Perch, Atlantic Ocean
Ocean perch, redfish, rosefish, deep-sea perch
Although the Pacific Ocean claims over 50 species in the Sebastes genus, the Atlantic has only one ocean perch, a slow-growing, deepwater fish with bright-red or orange-red coloring. Atlantic ocean perch are not actually perch. They’re rockfish that travel in large schools. They are called redfish in New England and eastern Canada and should not be confused with redfish from the Gulf of Mexico, which are drums. Ocean perch is a leading retail product in the Midwest, where the name “perch” is an easy sell because of its freshwater connotation. Atlantic ocean perch are found in offshore waters of the Atlantic from southern Labrador to the Gulf of Maine and on the other side of the Atlantic off Germany, Denmark, Iceland and Norway. Most Atlantic ocean perch are trawl-caught and weigh up to 5 pounds, though market weights typically range from 1 1/2 to 2 pounds.
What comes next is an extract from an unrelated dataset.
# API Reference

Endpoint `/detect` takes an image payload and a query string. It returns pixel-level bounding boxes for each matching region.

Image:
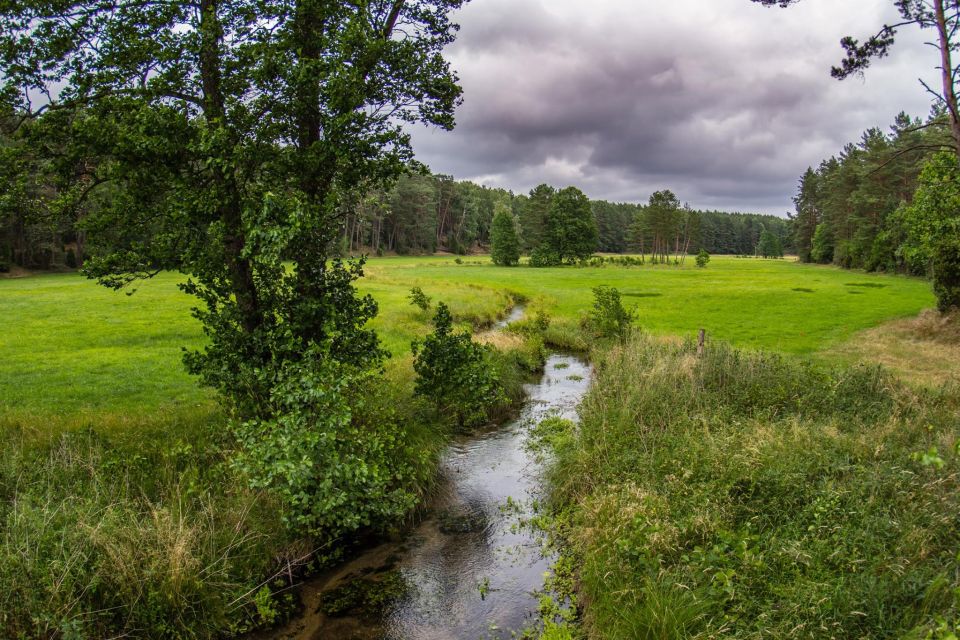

Ocean perch is mild tasting yet a bit sweet, with a moderately firm texture. The meat is lean, moist and flaky. Large ocean perch develop a coarse texture. Deep-skinned ocean perch with the fat line removed has the most delicate flavor. The flesh is white, though not as light as cod, and it turns opaque white when cooked.Whole fish may have bulging eyes and distended air bladders, which is a result of being brought up from great depths, not an indication of poor quality.
|Total Fat:||1.6 g|
|Saturated Fat:||0.2 g|
|Omega 3:||0.3 g|
In Asian cuisine, ocean perch is often served whole, either steamed or deep fried. To cook whole, gut and gill the fish first. The firm texture of ocean perch makes it also suitable for soups, chowders and stews, and its flavor will hold up to a variety of sauces. Fillets hold together best with the skin on, though the flavor will be more pronounced.